Here's the deal: the KIDS Act (Kids Internet and Digital Safety Act) moving through Congress is heading toward effectively requiring "age verification" of nearly all internet users. Its stated purpose is protecting children online. But the digital-rights group EFF (Electronic Frontier Foundation) argues that behind the child-protection banner, the bill hides a structure that threatens adults' free speech and privacy too.

EFF flags three core problems. First, the law would push online services to verify essentially every user's age. Second, it introduces government-directed content moderation rules. Third, it creates new regulation of private and encrypted communications. In other words, mechanisms billed as "child protection" could become sweeping control over how the whole internet works.

The specific provisions tie directly to AI. AI chatbots would have to disclose to children that they aren't human, and minors couldn't use disappearing-message features. Age verification would be mandated for sexually explicit/mature content sites, and services would have to apply special controls and protections whenever they "knew or should have known" a user is a child (under 13) or a teen. The catch: to meet "should have known," a service ends up having to verify every user's age.
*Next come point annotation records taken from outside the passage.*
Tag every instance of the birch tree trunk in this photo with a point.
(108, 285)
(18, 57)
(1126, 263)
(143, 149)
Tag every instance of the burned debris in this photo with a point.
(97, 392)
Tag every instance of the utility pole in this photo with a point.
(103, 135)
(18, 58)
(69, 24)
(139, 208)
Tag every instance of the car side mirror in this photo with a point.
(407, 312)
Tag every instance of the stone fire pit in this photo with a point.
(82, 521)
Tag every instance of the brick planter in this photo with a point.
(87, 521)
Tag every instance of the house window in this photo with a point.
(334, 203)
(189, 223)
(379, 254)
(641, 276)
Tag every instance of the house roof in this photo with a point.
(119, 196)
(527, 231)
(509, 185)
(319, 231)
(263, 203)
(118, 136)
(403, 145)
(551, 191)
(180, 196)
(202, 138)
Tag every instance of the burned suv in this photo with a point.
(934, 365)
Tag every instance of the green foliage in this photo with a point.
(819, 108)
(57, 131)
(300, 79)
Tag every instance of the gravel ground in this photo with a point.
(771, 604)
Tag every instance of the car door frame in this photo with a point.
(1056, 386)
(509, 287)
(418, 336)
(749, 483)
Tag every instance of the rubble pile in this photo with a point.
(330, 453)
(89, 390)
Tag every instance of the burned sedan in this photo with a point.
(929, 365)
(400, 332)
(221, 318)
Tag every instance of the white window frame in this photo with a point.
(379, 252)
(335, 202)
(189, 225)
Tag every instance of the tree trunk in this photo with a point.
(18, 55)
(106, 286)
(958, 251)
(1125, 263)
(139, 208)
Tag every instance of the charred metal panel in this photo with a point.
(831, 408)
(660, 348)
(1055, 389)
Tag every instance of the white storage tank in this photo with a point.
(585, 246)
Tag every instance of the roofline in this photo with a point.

So here's today's story: what the KIDS Act actually contains, why "age verification" is so sensitive, what supporters and opponents each argue, how similar regulation fared in the past, and what changes for ordinary users and service operators.

The players — the KIDS Act, the Congress trying to protect, and the EFF opposing

The KIDS Act itself first. It's a package bill introduced in December 2025 by Rep. Gus Bilirakis. Its core absorbs the existing KOSA (Kids Online Safety Act) and layers on age verification, content controls, and more. It's not a single-issue law but a comprehensive package bundling several child-protection bills — which is why its scope is broad and its side effects large.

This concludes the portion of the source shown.